As shown previously, CP55,940 produced antinociceptive effects through the CB1 receptor (Little et al., 1988). These data are consistent with a recent report that CP55,940 attenuated pain in a range of models, including complete Freund’s adjuvant injection, tail immersion in hot water, and spinal nerve ligation-induced tactile allodynia (Sain et al., 2009). These effects were absent in CB1(−/−) mice, but not CB2(−/−) mice, indicating that CP55,940 blocks pain primarily via a CB1 receptor-selective mechanism of action (Sain et al., 2009). In line with these data, in the present study the anti-hyperalgesic effects of CP55,940 were prevented by pretreatment with the CB1 receptor antagonist rimonabant, whereas the CB2 receptor antagonist SR144528 had no effect. Of note, CP55,940 reduced LPS-induced paw edema through a CB2 receptor mechanism of action, although the concomitant thermal hyperalgesia was reduced via a CB1 receptor mechanism of action.
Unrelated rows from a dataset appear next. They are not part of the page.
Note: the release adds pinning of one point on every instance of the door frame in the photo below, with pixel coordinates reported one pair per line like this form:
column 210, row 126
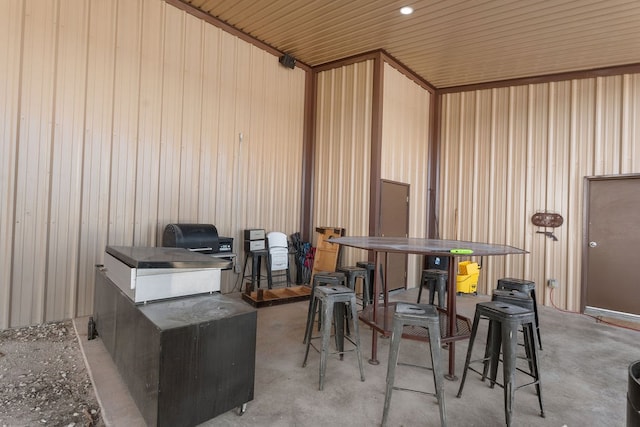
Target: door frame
column 585, row 235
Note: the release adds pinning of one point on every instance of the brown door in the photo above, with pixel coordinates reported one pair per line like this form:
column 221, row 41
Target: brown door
column 394, row 222
column 612, row 280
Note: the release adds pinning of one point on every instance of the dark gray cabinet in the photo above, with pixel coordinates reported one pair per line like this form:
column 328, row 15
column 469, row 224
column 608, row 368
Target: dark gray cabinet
column 184, row 360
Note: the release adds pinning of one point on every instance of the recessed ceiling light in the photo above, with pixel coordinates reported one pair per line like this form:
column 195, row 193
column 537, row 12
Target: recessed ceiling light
column 407, row 10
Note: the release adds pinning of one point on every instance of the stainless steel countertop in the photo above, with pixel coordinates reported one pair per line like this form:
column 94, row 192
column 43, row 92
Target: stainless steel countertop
column 161, row 257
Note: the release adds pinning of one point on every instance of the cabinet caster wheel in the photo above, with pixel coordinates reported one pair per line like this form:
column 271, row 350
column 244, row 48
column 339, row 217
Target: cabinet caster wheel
column 242, row 409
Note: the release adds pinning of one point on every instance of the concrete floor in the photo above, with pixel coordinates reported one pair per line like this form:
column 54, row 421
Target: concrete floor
column 584, row 371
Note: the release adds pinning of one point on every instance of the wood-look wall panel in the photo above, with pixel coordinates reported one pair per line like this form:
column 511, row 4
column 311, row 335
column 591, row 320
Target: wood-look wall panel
column 119, row 117
column 66, row 161
column 343, row 152
column 405, row 151
column 550, row 136
column 630, row 150
column 11, row 29
column 32, row 196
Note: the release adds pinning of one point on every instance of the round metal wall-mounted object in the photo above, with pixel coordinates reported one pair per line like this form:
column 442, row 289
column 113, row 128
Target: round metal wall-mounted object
column 545, row 219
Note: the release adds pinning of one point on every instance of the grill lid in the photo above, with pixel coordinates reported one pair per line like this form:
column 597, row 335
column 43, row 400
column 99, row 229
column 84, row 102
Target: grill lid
column 201, row 237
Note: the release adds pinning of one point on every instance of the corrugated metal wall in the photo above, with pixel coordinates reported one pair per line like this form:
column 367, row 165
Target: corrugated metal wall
column 511, row 152
column 119, row 117
column 343, row 152
column 405, row 151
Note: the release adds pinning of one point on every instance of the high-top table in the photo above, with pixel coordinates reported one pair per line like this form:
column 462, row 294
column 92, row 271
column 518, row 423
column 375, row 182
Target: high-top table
column 453, row 327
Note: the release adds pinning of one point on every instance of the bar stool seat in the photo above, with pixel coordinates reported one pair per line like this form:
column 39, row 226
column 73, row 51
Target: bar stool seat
column 415, row 315
column 437, row 281
column 504, row 321
column 528, row 287
column 335, row 299
column 322, row 278
column 354, row 273
column 256, row 260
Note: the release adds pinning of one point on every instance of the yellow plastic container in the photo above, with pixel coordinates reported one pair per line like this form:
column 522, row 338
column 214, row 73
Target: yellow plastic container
column 467, row 280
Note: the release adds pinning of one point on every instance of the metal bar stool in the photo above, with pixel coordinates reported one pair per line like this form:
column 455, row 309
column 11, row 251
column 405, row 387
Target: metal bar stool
column 422, row 316
column 353, row 274
column 340, row 297
column 256, row 260
column 437, row 282
column 520, row 299
column 525, row 286
column 504, row 321
column 321, row 278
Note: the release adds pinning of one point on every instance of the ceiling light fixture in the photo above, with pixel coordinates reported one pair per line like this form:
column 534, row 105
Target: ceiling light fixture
column 407, row 10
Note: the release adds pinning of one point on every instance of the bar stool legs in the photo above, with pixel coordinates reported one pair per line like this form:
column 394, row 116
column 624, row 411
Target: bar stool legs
column 321, row 278
column 338, row 298
column 528, row 287
column 504, row 322
column 420, row 315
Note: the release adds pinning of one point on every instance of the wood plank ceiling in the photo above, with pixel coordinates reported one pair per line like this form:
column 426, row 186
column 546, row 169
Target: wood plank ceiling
column 447, row 42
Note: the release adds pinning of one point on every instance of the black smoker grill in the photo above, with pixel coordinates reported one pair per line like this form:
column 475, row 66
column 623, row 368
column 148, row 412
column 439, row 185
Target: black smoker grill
column 202, row 238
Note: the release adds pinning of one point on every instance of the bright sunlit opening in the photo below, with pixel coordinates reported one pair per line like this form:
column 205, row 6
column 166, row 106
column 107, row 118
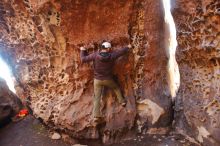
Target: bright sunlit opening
column 171, row 45
column 5, row 73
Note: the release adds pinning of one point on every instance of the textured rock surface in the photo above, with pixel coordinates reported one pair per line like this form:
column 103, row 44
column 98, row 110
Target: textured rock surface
column 9, row 103
column 198, row 56
column 41, row 38
column 40, row 41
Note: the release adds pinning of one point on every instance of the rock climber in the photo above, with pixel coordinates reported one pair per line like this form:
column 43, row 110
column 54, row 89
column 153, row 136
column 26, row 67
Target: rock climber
column 103, row 62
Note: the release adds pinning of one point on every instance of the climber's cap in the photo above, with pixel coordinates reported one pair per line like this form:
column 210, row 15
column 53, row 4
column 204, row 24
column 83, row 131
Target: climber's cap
column 106, row 45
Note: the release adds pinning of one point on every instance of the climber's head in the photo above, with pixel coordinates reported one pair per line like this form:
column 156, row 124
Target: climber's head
column 106, row 47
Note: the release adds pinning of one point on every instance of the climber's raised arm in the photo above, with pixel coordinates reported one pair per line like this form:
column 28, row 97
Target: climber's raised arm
column 85, row 57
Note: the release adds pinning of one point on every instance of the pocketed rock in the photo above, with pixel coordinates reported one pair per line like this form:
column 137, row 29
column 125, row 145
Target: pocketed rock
column 198, row 101
column 10, row 104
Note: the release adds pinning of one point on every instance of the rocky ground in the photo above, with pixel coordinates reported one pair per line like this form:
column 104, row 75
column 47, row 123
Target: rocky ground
column 31, row 132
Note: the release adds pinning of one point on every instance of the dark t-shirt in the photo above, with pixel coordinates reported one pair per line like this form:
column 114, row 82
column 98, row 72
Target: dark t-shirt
column 103, row 64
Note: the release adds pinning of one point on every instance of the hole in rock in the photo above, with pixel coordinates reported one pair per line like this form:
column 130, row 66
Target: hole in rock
column 6, row 74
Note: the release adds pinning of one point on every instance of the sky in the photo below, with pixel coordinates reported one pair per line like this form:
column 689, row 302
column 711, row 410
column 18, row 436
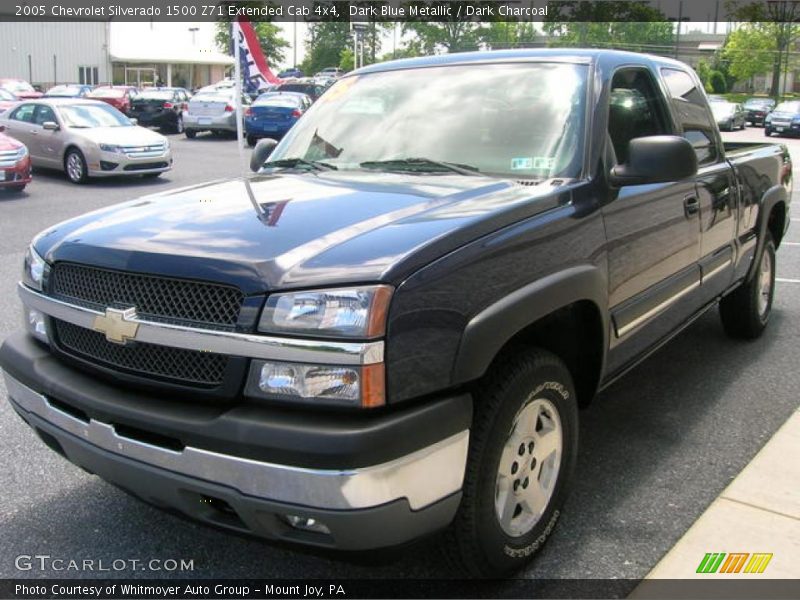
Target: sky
column 130, row 34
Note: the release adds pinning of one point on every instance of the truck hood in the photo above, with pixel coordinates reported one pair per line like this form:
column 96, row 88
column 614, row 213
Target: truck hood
column 297, row 230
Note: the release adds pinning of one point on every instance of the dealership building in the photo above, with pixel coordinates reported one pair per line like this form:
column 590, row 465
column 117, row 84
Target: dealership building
column 96, row 52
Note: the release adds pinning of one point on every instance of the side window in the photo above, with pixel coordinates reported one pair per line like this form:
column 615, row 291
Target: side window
column 634, row 110
column 693, row 113
column 24, row 113
column 44, row 114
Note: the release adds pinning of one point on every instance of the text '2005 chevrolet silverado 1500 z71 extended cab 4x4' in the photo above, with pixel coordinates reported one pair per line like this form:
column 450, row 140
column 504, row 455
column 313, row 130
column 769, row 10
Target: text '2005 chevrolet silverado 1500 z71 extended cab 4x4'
column 389, row 329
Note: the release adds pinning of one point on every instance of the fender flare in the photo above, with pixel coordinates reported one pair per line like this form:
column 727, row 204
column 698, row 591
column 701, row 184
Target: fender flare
column 489, row 330
column 773, row 196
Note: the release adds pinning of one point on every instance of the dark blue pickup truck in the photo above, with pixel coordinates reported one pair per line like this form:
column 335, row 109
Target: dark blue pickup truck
column 388, row 330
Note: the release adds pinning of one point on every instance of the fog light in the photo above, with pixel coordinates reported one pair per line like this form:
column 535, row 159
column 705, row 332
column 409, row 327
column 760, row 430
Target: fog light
column 306, row 524
column 36, row 324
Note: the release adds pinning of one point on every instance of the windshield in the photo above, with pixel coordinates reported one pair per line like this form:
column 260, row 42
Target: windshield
column 721, row 108
column 793, row 107
column 89, row 116
column 288, row 100
column 64, row 90
column 107, row 93
column 514, row 120
column 217, row 96
column 156, row 95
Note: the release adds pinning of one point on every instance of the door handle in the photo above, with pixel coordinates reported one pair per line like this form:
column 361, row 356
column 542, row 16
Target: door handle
column 691, row 206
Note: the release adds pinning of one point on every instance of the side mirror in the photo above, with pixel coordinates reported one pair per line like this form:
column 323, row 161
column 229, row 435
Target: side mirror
column 655, row 159
column 261, row 153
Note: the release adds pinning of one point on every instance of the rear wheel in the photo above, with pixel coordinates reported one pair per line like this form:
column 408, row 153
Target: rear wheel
column 522, row 454
column 75, row 166
column 745, row 312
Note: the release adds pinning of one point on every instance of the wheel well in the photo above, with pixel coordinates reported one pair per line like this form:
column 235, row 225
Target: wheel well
column 777, row 222
column 574, row 333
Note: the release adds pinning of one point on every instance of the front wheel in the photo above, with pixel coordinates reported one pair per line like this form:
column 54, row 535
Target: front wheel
column 75, row 166
column 522, row 454
column 745, row 312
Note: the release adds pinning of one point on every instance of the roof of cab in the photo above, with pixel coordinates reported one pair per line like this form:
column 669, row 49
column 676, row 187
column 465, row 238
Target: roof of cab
column 568, row 55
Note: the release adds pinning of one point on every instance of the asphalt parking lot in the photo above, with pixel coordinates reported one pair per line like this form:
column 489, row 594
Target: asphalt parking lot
column 656, row 448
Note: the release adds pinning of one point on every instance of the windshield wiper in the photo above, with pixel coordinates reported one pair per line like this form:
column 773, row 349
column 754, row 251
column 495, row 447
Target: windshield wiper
column 293, row 163
column 421, row 165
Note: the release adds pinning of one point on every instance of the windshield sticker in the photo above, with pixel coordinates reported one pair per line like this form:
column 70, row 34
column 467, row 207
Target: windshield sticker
column 521, row 164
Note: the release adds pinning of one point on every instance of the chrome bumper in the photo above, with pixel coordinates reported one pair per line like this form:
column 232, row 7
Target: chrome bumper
column 422, row 477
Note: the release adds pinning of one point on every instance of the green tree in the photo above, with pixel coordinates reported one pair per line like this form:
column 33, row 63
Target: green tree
column 269, row 36
column 324, row 45
column 777, row 21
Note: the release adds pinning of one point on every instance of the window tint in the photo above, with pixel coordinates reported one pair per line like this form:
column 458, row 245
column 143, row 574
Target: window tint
column 44, row 114
column 24, row 113
column 634, row 110
column 693, row 114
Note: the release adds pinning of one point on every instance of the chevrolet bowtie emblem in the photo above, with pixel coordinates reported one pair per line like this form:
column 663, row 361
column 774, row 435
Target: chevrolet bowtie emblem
column 117, row 324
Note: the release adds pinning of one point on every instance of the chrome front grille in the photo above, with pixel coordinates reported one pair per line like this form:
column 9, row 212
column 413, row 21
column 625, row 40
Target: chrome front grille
column 155, row 298
column 185, row 367
column 145, row 151
column 8, row 158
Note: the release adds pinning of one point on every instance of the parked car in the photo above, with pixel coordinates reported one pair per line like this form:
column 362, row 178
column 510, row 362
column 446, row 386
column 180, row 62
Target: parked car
column 7, row 100
column 86, row 138
column 160, row 107
column 118, row 96
column 334, row 72
column 273, row 114
column 309, row 88
column 758, row 109
column 390, row 330
column 15, row 164
column 68, row 91
column 213, row 111
column 20, row 88
column 295, row 72
column 784, row 119
column 729, row 116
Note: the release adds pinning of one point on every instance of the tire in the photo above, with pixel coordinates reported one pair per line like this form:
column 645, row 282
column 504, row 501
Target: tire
column 745, row 312
column 495, row 531
column 75, row 166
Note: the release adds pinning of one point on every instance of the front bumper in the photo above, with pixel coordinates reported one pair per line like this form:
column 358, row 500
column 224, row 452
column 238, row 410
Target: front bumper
column 226, row 122
column 19, row 174
column 411, row 486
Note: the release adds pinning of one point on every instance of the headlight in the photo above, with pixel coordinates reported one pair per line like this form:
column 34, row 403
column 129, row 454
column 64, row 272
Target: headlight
column 339, row 385
column 33, row 272
column 358, row 312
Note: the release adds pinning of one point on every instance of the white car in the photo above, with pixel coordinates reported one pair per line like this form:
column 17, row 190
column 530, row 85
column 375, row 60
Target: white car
column 86, row 138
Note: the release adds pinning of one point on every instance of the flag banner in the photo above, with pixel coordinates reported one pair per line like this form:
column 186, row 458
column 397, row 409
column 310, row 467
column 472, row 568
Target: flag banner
column 256, row 74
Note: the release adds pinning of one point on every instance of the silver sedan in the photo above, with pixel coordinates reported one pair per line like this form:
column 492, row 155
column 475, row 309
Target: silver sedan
column 86, row 138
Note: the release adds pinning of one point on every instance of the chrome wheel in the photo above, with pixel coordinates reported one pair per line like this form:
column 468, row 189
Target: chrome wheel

Most studies evaluating the antinociceptive and anti-inflammatory effects of cannabinoids have used nonselective, global cannabinoid receptor agonists, coupled with pharmacological antagonism or genetic deletion of either the CB1 or CB2 receptor. However, an emerging body of research indicates that CB2 receptor agonists, including AM1241, GW405833, JWH133, A-796260, and A-836339, are effective in a variety of preclinical pain models, particularly in models of inflammatory pain. In rats, systemic AM1241 attenuated carrageenan-induced hyperalgesia and mechanical allodynia via a CB2, but not CB1, receptor mechanism (Gutierrez et al., 2007;Nackley et al., 2003). However, the antinociceptive effects of AM1241 were also blocked by pretreatment with the opioid antagonist naloxone, indicating that the antinociceptive effects of AM1241 may not be mediated by the cannabinoid system alone (Ibrahim et al., 2005;Yao et al., 2008), though more recently, Rahn et al. (2010) did not find an opioid component of AM1241induced-antinociception. A different CB2 selective agonist, GW405833 significantly attenuated carrageenan-induced edema and decreased weight bearing, and both effects were blocked with SR144528, suggesting a CB2 receptor-selective mechanism of action (Clayton et al., 2002). A recent report showed that JWH133, a CB2 selective agonist, as well as the phytocannabinoid (E)-BCP ((E)-beta-caryophyllene) significantly reduced carrageenan-induced edema in, CB2(+/+) mice, but not CB2(−/−) mice (Gertsch et al., 2008). In the complete Freund’s adjuvant (CFA) assay, a chronic inflammatory pain model, systemic GW405833 dose-dependently reduced CFA-induced hyperalgesia and allodynia in CB2(+/+) mice, but not in CB2(−/−) mice (Valenzano et al., 2005). Similarly, the CB2 receptor-selective agonists A-796260 and A-836339 reduced CFA-induced thermal hyperalgesia, and this antinociceptive effect was blocked by pretreatment with SR144528, but not the opioid antagonist naloxone (Yao et al., 2009;Yao et al., 2008).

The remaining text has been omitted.